Adequate potassium daily intake for adults has been set for 4700 mg (NIH 2019), and a serving composed of 100 g stir-fried (whole weight) mushroom meals containing between 380 and 770 mg of K (mean 500 ± 130 mg; Table 2) and assuming that absorption rate by body is 85 to 90% classifies the mushroom meals in this study among a good potential dietary source of potassium. Mushrooms that are conserved are much poorer source of potassium (Pankavec et al. 2019) than the stir-fried products.

Conclusions

Examination of the parallel batches of the same species and geographical origin both uncooked and stir-fried mushrooms showed that the activity concentrations of 137Cs were roughly the same in both dehydrated samples, stir-fried, and raw mushrooms, while the contents of 40K and stable K were around 2- to 3-fold smaller in stir-fried than raw produce.

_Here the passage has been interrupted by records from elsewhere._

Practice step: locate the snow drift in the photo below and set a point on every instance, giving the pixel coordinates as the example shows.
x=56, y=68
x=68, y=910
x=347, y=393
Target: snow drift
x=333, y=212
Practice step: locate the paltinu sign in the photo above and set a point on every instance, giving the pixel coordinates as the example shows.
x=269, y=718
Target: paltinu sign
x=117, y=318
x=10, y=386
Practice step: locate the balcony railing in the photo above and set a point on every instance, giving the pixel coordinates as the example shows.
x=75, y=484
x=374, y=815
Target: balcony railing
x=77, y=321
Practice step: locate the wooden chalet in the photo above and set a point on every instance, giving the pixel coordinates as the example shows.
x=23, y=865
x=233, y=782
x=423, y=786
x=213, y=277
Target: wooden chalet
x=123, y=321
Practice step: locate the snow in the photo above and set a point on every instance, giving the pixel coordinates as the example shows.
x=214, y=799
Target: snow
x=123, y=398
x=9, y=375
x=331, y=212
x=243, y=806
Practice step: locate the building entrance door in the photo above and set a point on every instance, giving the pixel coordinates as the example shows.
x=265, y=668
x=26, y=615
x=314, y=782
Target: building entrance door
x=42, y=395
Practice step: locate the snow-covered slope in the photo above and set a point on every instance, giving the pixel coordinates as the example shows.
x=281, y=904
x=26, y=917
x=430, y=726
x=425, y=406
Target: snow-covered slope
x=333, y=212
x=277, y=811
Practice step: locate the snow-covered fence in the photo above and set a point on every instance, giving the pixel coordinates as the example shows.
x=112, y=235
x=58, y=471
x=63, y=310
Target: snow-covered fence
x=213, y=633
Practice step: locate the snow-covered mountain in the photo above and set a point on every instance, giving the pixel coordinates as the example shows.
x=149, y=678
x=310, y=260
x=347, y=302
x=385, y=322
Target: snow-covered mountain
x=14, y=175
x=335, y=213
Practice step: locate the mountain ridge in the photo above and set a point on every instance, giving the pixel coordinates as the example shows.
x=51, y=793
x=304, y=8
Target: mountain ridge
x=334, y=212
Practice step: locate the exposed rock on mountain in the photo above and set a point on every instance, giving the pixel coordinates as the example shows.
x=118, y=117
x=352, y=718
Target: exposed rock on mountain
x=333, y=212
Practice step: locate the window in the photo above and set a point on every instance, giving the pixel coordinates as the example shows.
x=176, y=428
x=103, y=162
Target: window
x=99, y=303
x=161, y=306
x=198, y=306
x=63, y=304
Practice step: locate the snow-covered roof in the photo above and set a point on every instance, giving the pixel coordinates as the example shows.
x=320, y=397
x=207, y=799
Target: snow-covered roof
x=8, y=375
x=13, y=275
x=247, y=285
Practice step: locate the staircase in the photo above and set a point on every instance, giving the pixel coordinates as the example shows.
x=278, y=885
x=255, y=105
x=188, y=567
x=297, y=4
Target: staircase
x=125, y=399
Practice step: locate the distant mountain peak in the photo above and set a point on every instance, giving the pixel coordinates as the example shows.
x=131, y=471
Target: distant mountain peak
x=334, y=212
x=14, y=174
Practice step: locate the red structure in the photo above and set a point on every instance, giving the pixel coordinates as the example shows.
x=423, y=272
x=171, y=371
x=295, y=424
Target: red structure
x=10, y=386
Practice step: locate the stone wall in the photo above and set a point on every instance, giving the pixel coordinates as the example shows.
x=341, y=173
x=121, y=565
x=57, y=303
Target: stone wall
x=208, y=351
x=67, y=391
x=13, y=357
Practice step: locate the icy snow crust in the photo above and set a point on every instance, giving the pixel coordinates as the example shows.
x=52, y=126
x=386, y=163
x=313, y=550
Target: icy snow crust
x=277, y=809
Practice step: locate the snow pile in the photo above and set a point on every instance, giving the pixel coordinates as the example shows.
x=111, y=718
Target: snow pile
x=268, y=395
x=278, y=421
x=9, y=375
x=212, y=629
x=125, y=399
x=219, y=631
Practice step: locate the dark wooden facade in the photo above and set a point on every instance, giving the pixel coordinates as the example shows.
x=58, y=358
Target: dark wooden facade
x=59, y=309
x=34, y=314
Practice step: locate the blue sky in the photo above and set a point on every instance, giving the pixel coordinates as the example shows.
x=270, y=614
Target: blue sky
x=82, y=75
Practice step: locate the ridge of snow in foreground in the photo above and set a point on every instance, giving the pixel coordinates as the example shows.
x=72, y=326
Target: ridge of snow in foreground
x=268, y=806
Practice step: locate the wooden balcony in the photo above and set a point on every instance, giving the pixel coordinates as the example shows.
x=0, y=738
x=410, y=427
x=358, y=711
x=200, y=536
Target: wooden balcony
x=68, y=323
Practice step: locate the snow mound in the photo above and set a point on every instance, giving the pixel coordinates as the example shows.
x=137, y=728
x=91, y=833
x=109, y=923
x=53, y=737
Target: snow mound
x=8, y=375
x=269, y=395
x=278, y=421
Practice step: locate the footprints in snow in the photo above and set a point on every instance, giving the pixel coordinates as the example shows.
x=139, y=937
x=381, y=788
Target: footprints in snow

The stir-fried mushroom meals on a whole (wet) weight exhibited on average around 3.5-fold greater activity concentration of 137Cs when compared with raw mushrooms. The 137Cs enrichment in cooking, and less of 40K (in a whole (wet) weight basis for the meal), confronted with the results for dried raw and fried mushrooms show the direct correlation with loss of mass (largely moisture during the cooking procedure) but not much of 137Cs and 40K; therefore, activity concentrations of both nuclides in stir-fried mushrooms increase. Hence, exposure to radiocaesium from meals made of the stir-fried mushrooms substantially contaminated with this nuclide can be a more significant source than speculated earlier. However, edible wild mushrooms from Yunnan are little contaminated with radiocaesium. An assessed, the mean radioactivity dose from natural 40K in around 9.3-fold exceeded the dose obtained for artificial 137Cs from stir-fried mushroom meals in Yunnan, which both were very low doses. The effect of the stir-frying process on 137Cs and other mineral constituent content in mushroom meals has to be clarified from the ongoing studies.